Abstract

Although the risk of transfusion-transmitted hepatitis has been recently reduced, transfusion-dependent β-thalassemia patients may still develop liver disease due to viral infection or iron overload. We assessed the frequency and causes of liver dysfunction in a cohort of anti–hepatitis C virus (HCV) negative thalassemics. Of 1,481 thalassemics enrolled in 31 centers, 219 (14.8%) tested anti-HCV− by second-generation assays; 181 completed a 3-year follow-up program consisting of alanine-aminotransferase (ALT) measurement at each transfusion and anti-HCV determination by third-generation enzyme-immunoassay (EIA-3) at the end of study. Serum ferritin levels were determined at baseline and at the end of follow-up. Ten patients were anti-HCV+ by EIA-3 at the end of follow-up. Of them, seven were already positive in 1992 to 1993 when the initial sera were retested by EIA-3, one tested indeterminate by confirmatory assay, and two had true seroconversion (incidence, 4.27/1,000 person years; risk of infection, 1/7,100 blood units, 95% confidence interval [CI], 1 in 2,000-1 in 71,000 units).
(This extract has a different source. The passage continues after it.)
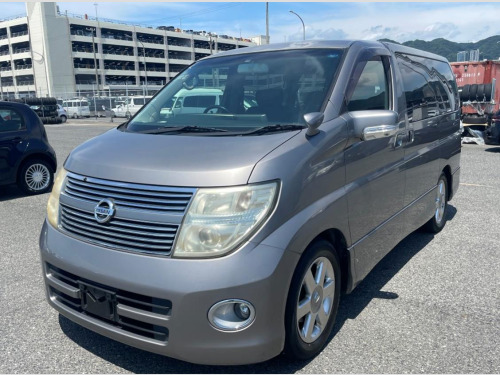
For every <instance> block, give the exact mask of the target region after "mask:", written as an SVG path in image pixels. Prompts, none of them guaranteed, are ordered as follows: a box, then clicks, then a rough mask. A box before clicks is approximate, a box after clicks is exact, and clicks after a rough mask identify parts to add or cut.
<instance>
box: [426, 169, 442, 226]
mask: <svg viewBox="0 0 500 375" xmlns="http://www.w3.org/2000/svg"><path fill="white" fill-rule="evenodd" d="M435 202H436V208H435V210H434V215H433V216H432V218H431V219H430V220H429V221H428V222H427V223H426V224H425V225H424V229H425V230H427V231H428V232H431V233H439V232H441V230H442V229H443V228H444V225H445V224H446V214H447V211H448V179H447V178H446V176H445V175H444V173H441V176H439V180H438V183H437V188H436V200H435Z"/></svg>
At baseline, 67 of 174 thalassemics had abnormal ALT. Of those with normal ALT, seven subsequently developed at least one episode of moderate ALT increase (incidence, 24.6/1,000 person-years). All of the 20 patients with ferritin values ≥3,000 ng/mL had clinically relevant ALT abnormalities, as compared with 53 of 151 with <3,000 ng/mL (P< .005). Hepatic dysfunction is still frequent in thalassemics. Although it is mainly attributable to siderosis and primary HCV infection, the role of undiscovered transmissible agents cannot be excluded. © 1998 by The American Society of Hematology.